Tens noventa anos. És velha, dolorida. Dizes-me que foste
a mais bela rapariga do teu tempo - e eu acredito. Não
sabes ler. Tens as mãos grossas e deformadas, os pés
encortiçados. Carregaste à cabeça toneladas de restolho
e lenha, albufeiras de água.
Viste nascer o sol todos os
dias. De todo o pão que amassaste se faria um banquete
universal. Criaste pessoas e gado, meteste os bácoros na
tua própria cama quando o frio ameaçava gelá-los.

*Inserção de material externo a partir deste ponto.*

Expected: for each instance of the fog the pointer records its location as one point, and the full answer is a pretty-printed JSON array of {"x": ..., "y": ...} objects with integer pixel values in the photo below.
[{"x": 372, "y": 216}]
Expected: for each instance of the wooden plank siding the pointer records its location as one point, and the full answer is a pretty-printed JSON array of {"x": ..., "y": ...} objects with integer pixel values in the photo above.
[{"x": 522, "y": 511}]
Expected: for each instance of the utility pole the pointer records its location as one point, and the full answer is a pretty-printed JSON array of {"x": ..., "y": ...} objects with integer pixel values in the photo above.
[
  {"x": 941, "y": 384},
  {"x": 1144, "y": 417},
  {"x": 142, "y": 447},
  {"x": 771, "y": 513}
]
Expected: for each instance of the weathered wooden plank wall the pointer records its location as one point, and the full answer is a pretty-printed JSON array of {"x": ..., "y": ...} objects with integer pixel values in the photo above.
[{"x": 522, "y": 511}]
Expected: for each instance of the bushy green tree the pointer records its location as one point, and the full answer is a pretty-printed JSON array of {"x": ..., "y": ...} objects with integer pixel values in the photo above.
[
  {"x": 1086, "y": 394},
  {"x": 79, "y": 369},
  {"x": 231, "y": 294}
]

Contaste-me histórias de aparições e lobisomens, velhas
questões de família, um crime de morte. Trave da tua
casa, lume da tua lareira - sete vezes engravidaste, sete
vezes deste à luz.
Não sabes nada do mundo. Não entendes de política, nem
de economia, nem de literatura, nem de filosofia, nem de
religião. Herdaste umas centenas de palavras práticas,
um vocabulário elementar. Com isto viveste e vais
vivendo. És sensível às catástrofes e também aos
casos de rua, aos casamentos de princesas e ao roubo dos
coelhos da vizinha. Tens grandes ódios por motivos de que
já perdeste lembrança, grandes dedicações que assentam
em coisa nenhuma. Vives.
Para ti, a palavra Vietnan é
apenas um som bárbaro que não condiz com o teu círculo
de légua e meia de raio. Da fome sabes alguma coisa; já
viste uma bandeira negra içada na torre da igreja. (contaste-mo
tu ou terei sonhado que mo contavas?) Transportas contigo
o teu pequeno casulo de interesses. E, no entanto, tens os
olhos claros e és alegre. O teu riso é como um foguete
de cores. Como tu, não vi rir ninguém.
Estou diante de ti e não entendo. Sou da tua carne e do
teu sangue, mas não entendo. Vieste a este mundo e não
curaste de saber o que é o mundo. Chegas ao fim da vida,
e o mundo ainda é, para ti, o que era quando nasceste:
uma interrogação, um mistério inacessível, uma coisa
que não faz parte da tua herança: quinhentas palavras,
um quintal a que em cinco minutos se dá a volta, uma casa
de telha-vã e chão de barro. Aperto a tua mão calosa,
passo a minha mão pela tua face enrugada e pelos teus
cabelos brancos, partidos pelo peso dos carregos - e
continuo a não entender. Foste bela, dizes, e bem vejo
que és inteligente.
Por que foi então que te roubaram o
mundo?
Quem te roubou?
Mas disto talvez entenda eu, e
dir-te-ia o como, o porquê e o quando se soubesse
escolher das minhas inumeráveis palavras as que tu
pudesses compreender. Já não vale a pena.
O mundo
continuará sem ti - e sem mim. Não teremos dito um ao
outro o que mais importava.
Não teremos, realmente? Eu não te terei dado, porque as
minhas palavras não são como as tuas, o mundo que te era
devido.
Fico com esta culpa de que me não acusas - e isso
ainda é pior. Mas porquê, avó, por que te sentas tu na
soleira da tua porta, aberta para a noite estrelada e
imensa, para o céu de que nada sabes e por onde nunca
viajarás, para o silêncio dos campos e das árvores
assombradas, e dizes, com a tranqüila necessidade dos
teus noventa anos e o fogo da tua adolescência nunca
perdida:
«O mundo é tão bonito, e eu tenho tanta pena
de morrer!»
É isto que eu não entendo - mas a culpa não é tua.